Case ID: ad_271/html/0846-02.html
Source: Caselaw Access Project
Author: {"author": "", "license": "Public Domain", "url": "https://static.case.law/"}
Date Created: 2024-08-24T03:29:51.129683

In the Matter of the Claim of William Pollock, Respondent, against Melville Shoe Corporation et al., Appellants, and Special Fund for Reopened Cases, Respondent. Workmen’s Compensation Board, Respondent.

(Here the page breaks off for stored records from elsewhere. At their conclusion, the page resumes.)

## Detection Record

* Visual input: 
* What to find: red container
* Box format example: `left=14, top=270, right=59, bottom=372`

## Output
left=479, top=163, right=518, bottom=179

   Appeal by employer and insurance carrier from a decision of the Workmen’s Compensation Board dated January 26, 1946, determining appellants’ liability for an award of death benefits made by said board to claimant, and exonerating therefrom the Fund for Reopened Cases. The findings that the employer’s payments to deceased of what is termed a $20 per week pension ” constituted payments of compensation, is supported by competent evidence. The prior decisions of the board that deceased had completely recovered from his original injury, were not res judicata. (Matter of Boettger v. Young Men’s Christian Assn, of Troy, 266 App. Div. 810.) The payments which were awarded by the employer to deceased voluntarily, in that they were not paid under an award by the board, were effective to avoid the time lapse essential to the liability of the Fund for Reopened Cases. (Matter of Cook v. New York Central B. B. Co., 296 N. Y. 576; Matter of Lopa v. Brillo Manufacturing Co., ante, p. 846.) Decision affirmed, with costs to the Workmen’s Compensation Board. All concur.